COVER STORY OF THE MONTH
Changing roles of Strategic Finance Leadership in Digital Enterprise Transformation
The opportunity for the finance function to drive business transformation is only increasing, driven by several factors including visibility and access to information, ever changing regulatory and accounting requirements, constant cost pressures, digital revolution, social media and shifting customer expectations. CFO’s are focusing their energies in orchestrating business growth and agility. They are also putting together a performance framework that will be the basis for continuous evaluation to steer the organization to success. The information and data that will feed into such forecasting and evaluation is made available real time from a host of data sources lying both within and outside the enterprise (including competitor and customer related information), without requiring much effort and time from the finance team to collate and present it. In addition to standard performance metrics, the finance organizations’ DNA is changing, to include KPI’s such as customer information, customer surveys, supplier data, customer sentiment analysis from social media, trends in sales data etc. and determine early patterns that may eventually transform their markets to be able to identify and seize opportunities early.
The finance organization is putting in place technologies, that not only analyze such huge volumes of information from multiple sources, but can also put together meaningful dashboards that can interpret and provide insights to determine the course of action and support decision- making. Solutions like predictive analytics (that can use this information to predict future events) and prescriptive analytics (to suggest possible future course of action in an event), is increasingly becoming a pet project for several finance organizations.
Lastly, the focus on execution is receiving attention like never before. As a famous quote goes “To know is not to be wise. But to know how to use knowledge is to have wisdom”.
The finance organization is focusing on creating a connected enterprise that is fully automated, where employees and business partners are not only able to have visibility to information but also leverage it to execute business processes effectively. The shared services organization itself is seeing a transformation that includes a shift away from a pure focus on cost reductions towards improvements in efficiency and quality, as well as the transfer of more value-added activities to the SSC.
Close to 25% of SSC’s we’ve interacted with are heavily re-investing in their global shared service operations. About 50% are doing some work to move to a wide scale transformation of business process enabled by technology. Given the huge demand from SSC’s on demonstration additional value creation, most are at various stages of moving to a digital future. Conversations are no longer only on cost reduction – they are getting more interesting to find newer ways of servicing customers with the support of technology. This therefore, demands stronger alignment between business objectives and service outcomes. Finance functions are re-thinking existing processes and removing or replacing all “analog” steps which may currently be eased by technology but which aren’t fundamentally digital in nature. They are also investing in improved governance skills to cover these new capabilities, while many service providers are investing in higher caliber talent, analytics capabilities and technology platforms required to create this value.

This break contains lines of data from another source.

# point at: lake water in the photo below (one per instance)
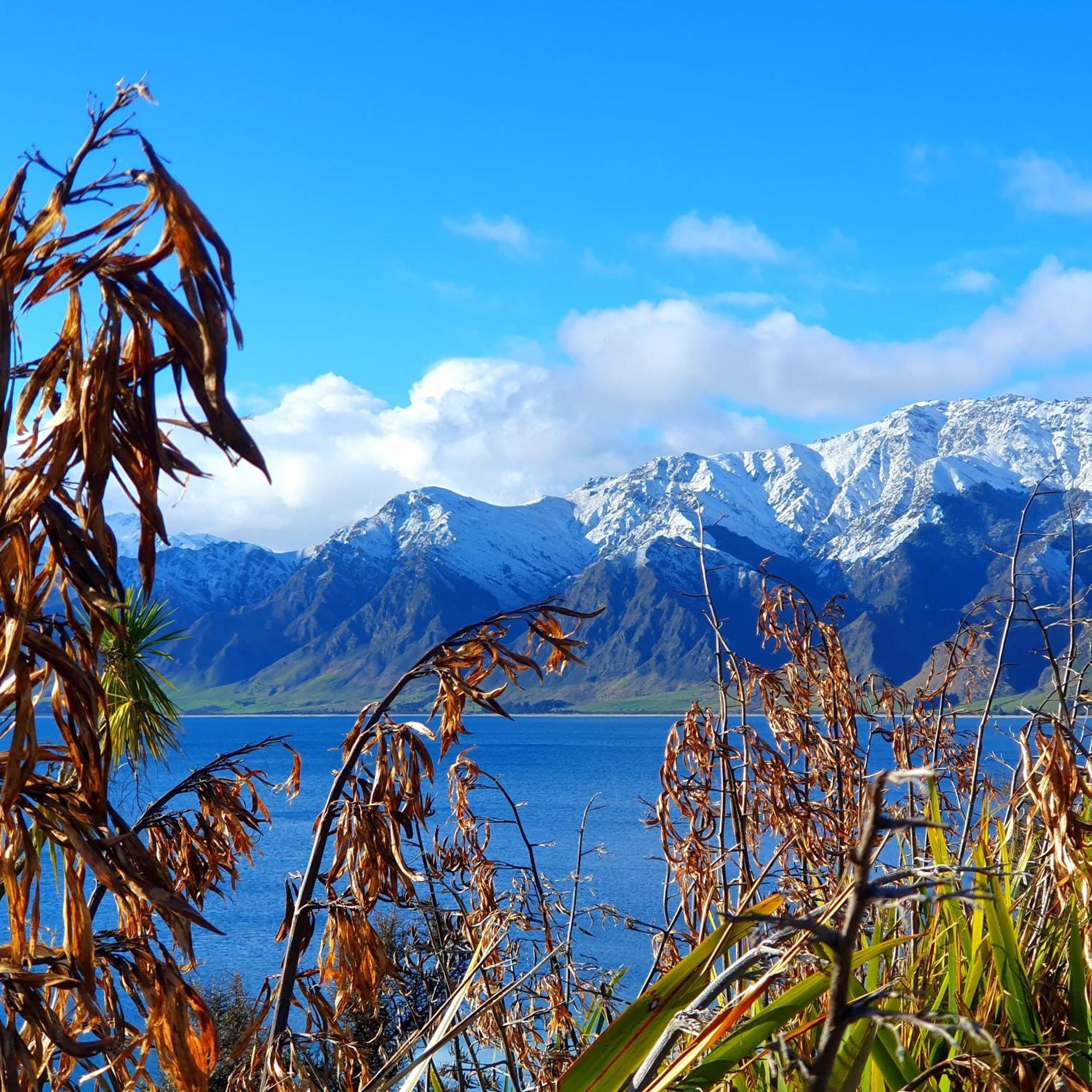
(553, 764)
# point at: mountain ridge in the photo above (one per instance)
(889, 515)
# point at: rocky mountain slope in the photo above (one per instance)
(896, 516)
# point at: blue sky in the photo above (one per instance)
(595, 233)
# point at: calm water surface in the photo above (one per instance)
(553, 764)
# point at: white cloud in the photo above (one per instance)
(924, 162)
(722, 236)
(749, 301)
(1046, 185)
(592, 265)
(971, 281)
(508, 234)
(650, 379)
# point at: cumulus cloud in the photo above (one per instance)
(749, 301)
(594, 265)
(1046, 185)
(506, 233)
(924, 162)
(971, 281)
(651, 379)
(722, 236)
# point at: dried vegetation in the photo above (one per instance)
(824, 927)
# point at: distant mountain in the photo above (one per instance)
(896, 516)
(198, 574)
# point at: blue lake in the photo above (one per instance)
(555, 765)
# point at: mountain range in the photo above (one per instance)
(904, 518)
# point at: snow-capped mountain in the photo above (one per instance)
(896, 516)
(198, 574)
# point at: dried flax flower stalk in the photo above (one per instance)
(91, 1008)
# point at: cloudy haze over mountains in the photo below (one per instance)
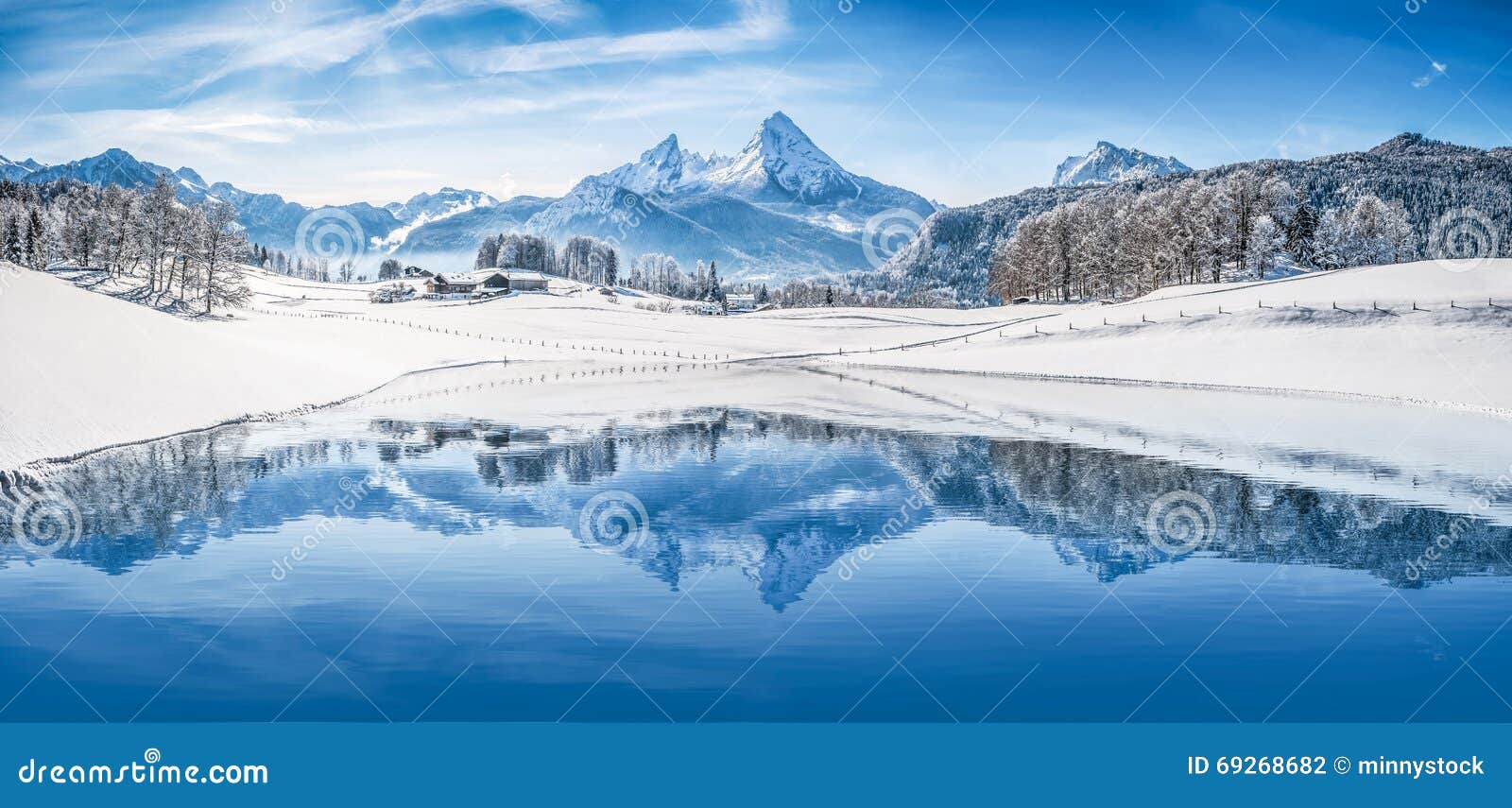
(325, 103)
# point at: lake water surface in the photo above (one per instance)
(480, 553)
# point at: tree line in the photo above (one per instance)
(185, 254)
(1124, 244)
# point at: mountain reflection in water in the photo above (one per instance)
(486, 524)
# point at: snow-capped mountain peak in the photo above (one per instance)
(781, 159)
(438, 206)
(1110, 163)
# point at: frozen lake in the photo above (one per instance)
(705, 543)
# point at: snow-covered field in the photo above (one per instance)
(83, 370)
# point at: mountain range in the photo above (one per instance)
(1108, 163)
(782, 208)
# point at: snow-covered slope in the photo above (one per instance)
(95, 371)
(15, 170)
(269, 219)
(446, 201)
(1108, 163)
(782, 208)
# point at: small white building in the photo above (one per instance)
(525, 281)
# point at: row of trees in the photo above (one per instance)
(1126, 244)
(594, 261)
(185, 254)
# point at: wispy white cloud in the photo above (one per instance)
(760, 25)
(1438, 68)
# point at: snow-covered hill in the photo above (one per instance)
(1420, 332)
(782, 208)
(269, 219)
(953, 249)
(1108, 163)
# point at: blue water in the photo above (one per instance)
(747, 566)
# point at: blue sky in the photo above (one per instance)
(342, 100)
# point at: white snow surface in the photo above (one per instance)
(85, 370)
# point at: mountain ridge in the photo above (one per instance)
(1108, 163)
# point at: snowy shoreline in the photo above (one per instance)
(91, 371)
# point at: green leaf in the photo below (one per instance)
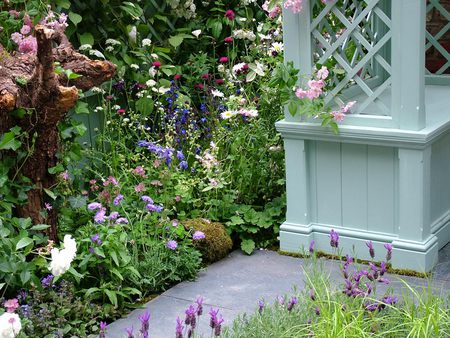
(144, 106)
(39, 227)
(9, 142)
(75, 18)
(50, 194)
(25, 241)
(248, 245)
(112, 297)
(86, 39)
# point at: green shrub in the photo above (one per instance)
(216, 244)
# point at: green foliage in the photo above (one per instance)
(216, 244)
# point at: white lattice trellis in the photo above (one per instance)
(359, 49)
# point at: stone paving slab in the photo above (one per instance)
(236, 283)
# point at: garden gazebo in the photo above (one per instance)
(386, 176)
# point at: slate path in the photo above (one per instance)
(235, 284)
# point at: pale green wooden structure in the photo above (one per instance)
(386, 176)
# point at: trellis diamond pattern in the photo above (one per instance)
(358, 49)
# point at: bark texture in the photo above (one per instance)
(29, 81)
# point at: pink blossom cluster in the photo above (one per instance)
(25, 40)
(272, 13)
(315, 87)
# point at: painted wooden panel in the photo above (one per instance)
(381, 189)
(440, 178)
(329, 183)
(354, 186)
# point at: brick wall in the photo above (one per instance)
(435, 22)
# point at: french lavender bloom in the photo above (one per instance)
(179, 328)
(10, 325)
(118, 199)
(371, 249)
(198, 235)
(334, 239)
(172, 244)
(94, 206)
(389, 248)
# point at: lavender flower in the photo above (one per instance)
(172, 244)
(198, 235)
(199, 302)
(291, 303)
(261, 305)
(371, 249)
(94, 206)
(389, 248)
(179, 328)
(334, 239)
(144, 318)
(311, 247)
(102, 330)
(118, 199)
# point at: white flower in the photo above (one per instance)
(132, 34)
(196, 33)
(216, 93)
(85, 47)
(227, 114)
(146, 42)
(112, 42)
(10, 325)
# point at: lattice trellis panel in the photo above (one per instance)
(438, 37)
(354, 37)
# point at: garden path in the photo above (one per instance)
(236, 283)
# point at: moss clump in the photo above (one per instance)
(216, 244)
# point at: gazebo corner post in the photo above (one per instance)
(408, 64)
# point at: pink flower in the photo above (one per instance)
(338, 116)
(229, 14)
(323, 73)
(140, 187)
(11, 305)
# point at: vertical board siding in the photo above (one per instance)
(354, 186)
(329, 183)
(381, 189)
(440, 175)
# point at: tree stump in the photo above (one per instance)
(29, 81)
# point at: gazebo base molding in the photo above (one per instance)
(386, 185)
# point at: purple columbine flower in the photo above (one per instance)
(118, 199)
(94, 206)
(147, 199)
(261, 305)
(389, 248)
(102, 330)
(145, 318)
(371, 249)
(334, 239)
(100, 216)
(172, 244)
(47, 281)
(199, 302)
(311, 247)
(198, 235)
(121, 220)
(179, 328)
(291, 303)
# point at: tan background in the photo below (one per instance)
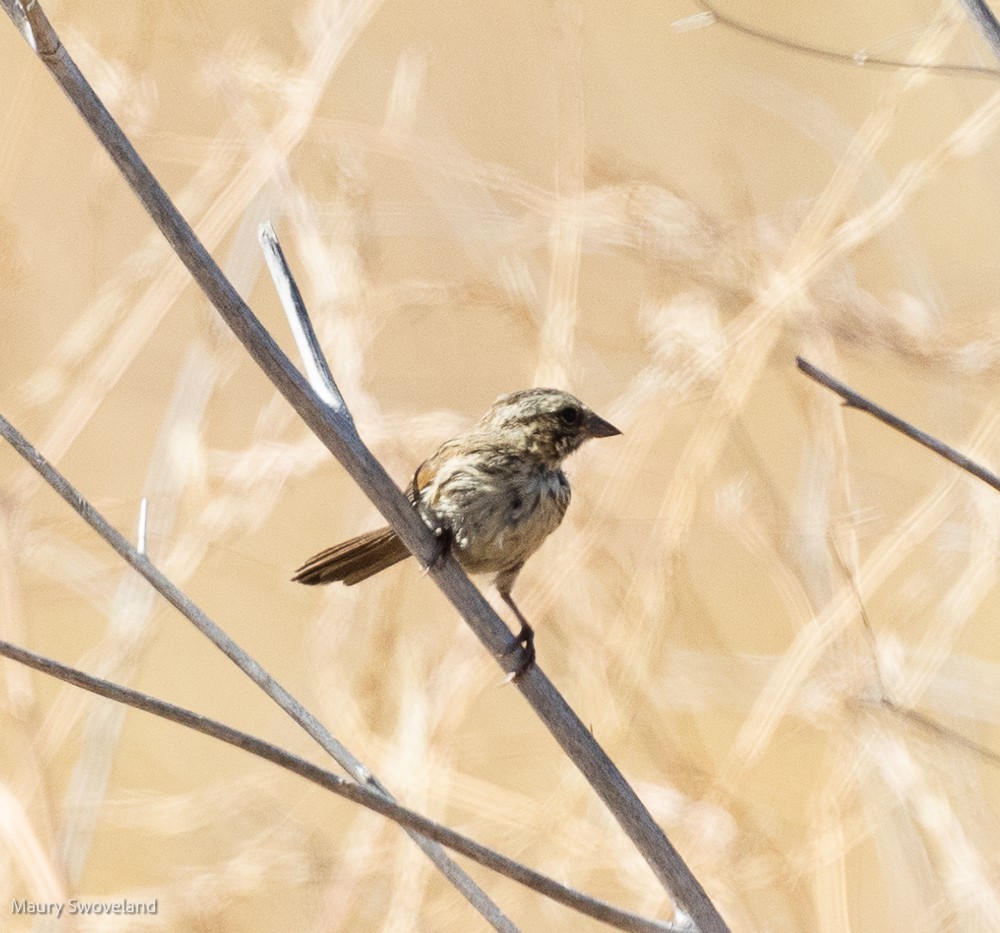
(476, 198)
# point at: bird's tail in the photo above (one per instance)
(353, 561)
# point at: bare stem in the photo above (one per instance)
(360, 794)
(855, 400)
(337, 432)
(313, 360)
(180, 601)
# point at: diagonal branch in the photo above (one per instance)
(137, 559)
(855, 400)
(337, 432)
(358, 793)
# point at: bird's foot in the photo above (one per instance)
(443, 538)
(523, 642)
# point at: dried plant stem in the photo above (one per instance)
(855, 400)
(337, 432)
(984, 20)
(358, 793)
(180, 601)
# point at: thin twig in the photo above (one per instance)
(313, 360)
(365, 796)
(336, 432)
(984, 20)
(177, 598)
(860, 58)
(854, 400)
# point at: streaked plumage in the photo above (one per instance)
(494, 493)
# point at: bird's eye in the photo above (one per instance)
(569, 415)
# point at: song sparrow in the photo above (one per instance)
(492, 495)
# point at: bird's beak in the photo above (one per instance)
(598, 427)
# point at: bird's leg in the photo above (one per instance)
(524, 640)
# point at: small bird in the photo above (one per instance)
(492, 495)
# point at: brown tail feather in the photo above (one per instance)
(353, 561)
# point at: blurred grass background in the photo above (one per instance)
(477, 198)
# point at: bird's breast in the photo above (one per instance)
(498, 510)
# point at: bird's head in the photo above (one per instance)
(552, 423)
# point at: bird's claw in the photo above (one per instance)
(442, 545)
(523, 642)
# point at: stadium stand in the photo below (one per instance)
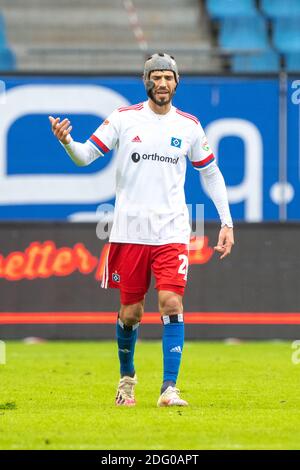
(259, 36)
(243, 33)
(280, 9)
(286, 34)
(7, 57)
(292, 61)
(98, 36)
(266, 61)
(220, 9)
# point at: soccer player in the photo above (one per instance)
(151, 230)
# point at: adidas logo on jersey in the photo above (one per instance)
(176, 349)
(136, 139)
(136, 157)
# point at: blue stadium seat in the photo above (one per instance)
(219, 9)
(266, 61)
(286, 34)
(244, 34)
(281, 8)
(7, 59)
(292, 62)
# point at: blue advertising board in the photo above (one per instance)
(240, 116)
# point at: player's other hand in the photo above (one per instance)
(225, 241)
(61, 130)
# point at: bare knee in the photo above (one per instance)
(170, 303)
(131, 314)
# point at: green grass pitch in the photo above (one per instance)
(60, 395)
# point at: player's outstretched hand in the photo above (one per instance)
(225, 241)
(61, 130)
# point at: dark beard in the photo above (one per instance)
(150, 87)
(161, 101)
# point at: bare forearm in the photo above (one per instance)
(214, 183)
(81, 154)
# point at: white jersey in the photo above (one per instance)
(151, 157)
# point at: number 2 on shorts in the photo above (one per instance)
(183, 268)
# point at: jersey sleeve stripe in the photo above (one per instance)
(99, 144)
(205, 162)
(135, 107)
(187, 115)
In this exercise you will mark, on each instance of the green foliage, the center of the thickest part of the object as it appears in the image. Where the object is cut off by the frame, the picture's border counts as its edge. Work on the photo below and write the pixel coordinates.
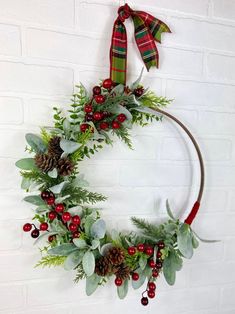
(51, 261)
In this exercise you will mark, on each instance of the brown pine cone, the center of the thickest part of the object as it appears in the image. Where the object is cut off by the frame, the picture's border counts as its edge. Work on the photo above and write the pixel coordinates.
(64, 167)
(54, 148)
(116, 255)
(102, 266)
(45, 162)
(122, 271)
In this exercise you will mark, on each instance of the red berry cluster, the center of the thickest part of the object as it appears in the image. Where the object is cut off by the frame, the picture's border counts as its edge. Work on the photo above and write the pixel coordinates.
(57, 211)
(102, 119)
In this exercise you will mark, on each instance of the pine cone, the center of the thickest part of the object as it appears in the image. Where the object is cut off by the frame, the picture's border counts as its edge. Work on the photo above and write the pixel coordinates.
(54, 148)
(116, 255)
(64, 167)
(45, 162)
(102, 266)
(122, 271)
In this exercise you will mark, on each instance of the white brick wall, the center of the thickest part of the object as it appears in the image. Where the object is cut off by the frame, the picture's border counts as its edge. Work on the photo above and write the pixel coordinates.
(46, 46)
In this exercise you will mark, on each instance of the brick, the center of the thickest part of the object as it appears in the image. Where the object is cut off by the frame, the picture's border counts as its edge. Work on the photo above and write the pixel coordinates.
(10, 40)
(12, 296)
(54, 12)
(19, 77)
(197, 8)
(10, 235)
(153, 174)
(11, 110)
(212, 274)
(219, 67)
(204, 36)
(189, 93)
(213, 149)
(224, 9)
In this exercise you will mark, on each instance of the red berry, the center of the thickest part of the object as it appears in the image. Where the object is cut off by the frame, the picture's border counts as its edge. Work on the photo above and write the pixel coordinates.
(84, 127)
(45, 195)
(88, 108)
(159, 254)
(59, 208)
(27, 227)
(51, 200)
(155, 273)
(152, 263)
(96, 90)
(121, 117)
(66, 216)
(140, 247)
(76, 234)
(73, 227)
(131, 250)
(144, 301)
(98, 116)
(51, 238)
(118, 282)
(88, 117)
(35, 233)
(158, 265)
(151, 294)
(76, 220)
(43, 226)
(152, 286)
(104, 125)
(149, 250)
(161, 245)
(135, 276)
(52, 215)
(100, 99)
(107, 84)
(115, 125)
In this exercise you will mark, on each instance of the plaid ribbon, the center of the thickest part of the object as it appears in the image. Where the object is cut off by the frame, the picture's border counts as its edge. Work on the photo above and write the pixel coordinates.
(148, 29)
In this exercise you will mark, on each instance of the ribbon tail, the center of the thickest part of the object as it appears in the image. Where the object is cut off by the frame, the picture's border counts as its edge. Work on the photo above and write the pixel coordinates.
(145, 42)
(118, 53)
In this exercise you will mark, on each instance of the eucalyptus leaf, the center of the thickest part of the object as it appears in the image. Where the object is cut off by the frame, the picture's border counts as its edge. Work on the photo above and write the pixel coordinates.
(73, 260)
(92, 284)
(98, 229)
(36, 143)
(26, 164)
(56, 189)
(123, 289)
(69, 147)
(53, 173)
(63, 249)
(34, 199)
(88, 263)
(80, 243)
(184, 240)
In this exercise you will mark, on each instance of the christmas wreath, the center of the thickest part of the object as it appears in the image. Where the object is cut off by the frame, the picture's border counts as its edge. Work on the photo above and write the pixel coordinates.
(75, 234)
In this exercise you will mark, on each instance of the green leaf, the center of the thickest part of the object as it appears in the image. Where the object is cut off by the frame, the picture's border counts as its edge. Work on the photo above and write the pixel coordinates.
(63, 249)
(69, 147)
(184, 240)
(73, 260)
(53, 173)
(169, 270)
(169, 212)
(36, 143)
(138, 283)
(88, 263)
(80, 243)
(26, 164)
(92, 283)
(123, 290)
(98, 229)
(34, 199)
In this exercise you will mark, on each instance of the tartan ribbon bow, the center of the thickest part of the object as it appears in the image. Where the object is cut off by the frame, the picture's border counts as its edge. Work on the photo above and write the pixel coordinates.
(148, 29)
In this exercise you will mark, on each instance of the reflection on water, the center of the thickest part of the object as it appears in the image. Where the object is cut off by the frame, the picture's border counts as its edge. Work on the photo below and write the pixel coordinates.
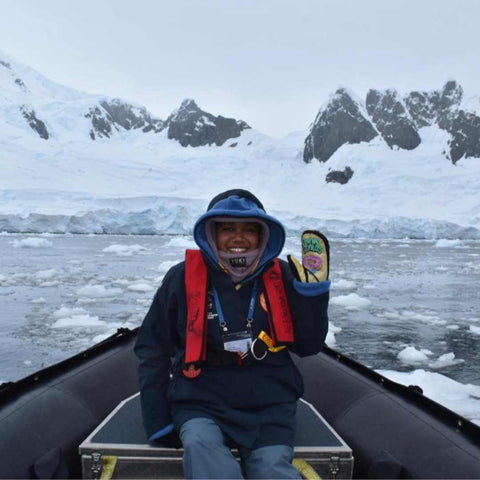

Conversations are moving further from process improvement and cost. Service providers are re-organizing around product management and development teams driven by software engineers and supported by business analysts rather than only capability teams defined by the geography or broad pools of generalist talent.
The finance organization clearly has a huge charter on its plate. Rather than a sprint towards transformation, several are adopting a systematic and methodical approach of continual change, prioritizing initiatives based on an assessment of their own level of maturity and related change management complexity in this transformation journey. A lot of them are taking a hard look at their current resources and realigning or up-skilling them to deliver the new suite of services to their stakeholders.
There is clearly a huge opportunity for the finance function and the finance systems should support the change by being flexible and enabling rather than constraining, adopting the right technologies and encouraging their teams to share good practices.